My comment at the EPI awaiting moderation:
There are 69,000 more Americans "not in the labor force" than there were the month before.
http://data.bls.gov/timeseries/LNS15000000
Since Great Recession "officially" ended, we've had 11 million more "not in the labor force".
http://bud-meyers.blogspot.com/2014/08/since-recession-ended-11-million-...
From the BLS: Number of persons “not in the labor force” but who currently want a job --- 6.2 million (up from 5.4 million a year ago)
http://www.bls.gov/news.release/empsit.t16.htm
Fall below 2.0, not 2.0
It is fall below and this is the first time. Will add to article. I calculate these figures from the data, this article is correct unless i made a calculation error, which I did not.

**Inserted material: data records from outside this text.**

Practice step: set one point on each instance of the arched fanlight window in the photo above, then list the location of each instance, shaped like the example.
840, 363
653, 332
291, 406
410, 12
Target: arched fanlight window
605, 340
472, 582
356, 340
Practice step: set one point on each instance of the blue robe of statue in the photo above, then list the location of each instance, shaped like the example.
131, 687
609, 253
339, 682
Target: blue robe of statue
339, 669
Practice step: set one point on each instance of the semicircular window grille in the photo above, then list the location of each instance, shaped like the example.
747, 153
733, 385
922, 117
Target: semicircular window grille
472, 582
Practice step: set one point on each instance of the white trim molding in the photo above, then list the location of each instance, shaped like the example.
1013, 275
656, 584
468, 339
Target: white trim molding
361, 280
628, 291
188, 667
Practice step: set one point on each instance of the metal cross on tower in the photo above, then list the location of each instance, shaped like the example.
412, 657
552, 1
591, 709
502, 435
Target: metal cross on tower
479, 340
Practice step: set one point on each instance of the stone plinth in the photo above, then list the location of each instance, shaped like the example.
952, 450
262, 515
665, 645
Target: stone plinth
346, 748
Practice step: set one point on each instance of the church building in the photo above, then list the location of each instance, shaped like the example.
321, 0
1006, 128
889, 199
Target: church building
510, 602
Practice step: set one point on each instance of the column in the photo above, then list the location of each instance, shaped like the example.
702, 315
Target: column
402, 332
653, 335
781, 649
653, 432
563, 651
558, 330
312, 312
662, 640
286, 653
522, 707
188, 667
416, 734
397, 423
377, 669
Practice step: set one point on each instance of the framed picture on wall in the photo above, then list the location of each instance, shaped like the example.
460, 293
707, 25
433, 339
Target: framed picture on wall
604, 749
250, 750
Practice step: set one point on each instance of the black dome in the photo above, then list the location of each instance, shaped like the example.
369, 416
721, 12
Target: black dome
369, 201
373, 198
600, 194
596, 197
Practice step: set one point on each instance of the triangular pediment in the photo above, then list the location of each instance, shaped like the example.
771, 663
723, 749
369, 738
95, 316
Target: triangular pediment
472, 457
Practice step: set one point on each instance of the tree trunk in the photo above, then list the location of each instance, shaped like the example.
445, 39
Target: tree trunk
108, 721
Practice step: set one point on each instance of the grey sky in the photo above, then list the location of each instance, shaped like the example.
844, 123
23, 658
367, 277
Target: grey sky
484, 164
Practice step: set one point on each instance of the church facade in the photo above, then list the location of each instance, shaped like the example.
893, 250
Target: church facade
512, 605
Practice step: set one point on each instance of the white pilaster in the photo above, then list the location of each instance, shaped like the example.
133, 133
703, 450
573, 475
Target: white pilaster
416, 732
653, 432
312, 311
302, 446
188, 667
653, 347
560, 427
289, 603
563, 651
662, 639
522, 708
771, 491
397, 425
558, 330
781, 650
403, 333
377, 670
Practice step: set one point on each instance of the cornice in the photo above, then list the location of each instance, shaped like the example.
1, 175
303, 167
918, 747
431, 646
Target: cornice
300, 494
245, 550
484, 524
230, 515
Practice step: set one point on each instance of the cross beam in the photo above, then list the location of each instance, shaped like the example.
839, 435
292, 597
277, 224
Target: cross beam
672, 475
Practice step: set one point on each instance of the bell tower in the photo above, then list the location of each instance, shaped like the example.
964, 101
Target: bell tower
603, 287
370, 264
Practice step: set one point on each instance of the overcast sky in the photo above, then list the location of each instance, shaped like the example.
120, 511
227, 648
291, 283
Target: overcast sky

Also, on EP, the number who want a job is already in an article, no reason to link to the raw source instead of our article with the information further calculated and graphed.
Oil Prices and the DOW
Labour market non-tightness
You wish you could know about the quality of the jobs coming through. Look at nominal average hourly wage growth. It's still way below pre-recession trends. The labour market cannot be tight until nominal wages are being bid up, and bid up for some time.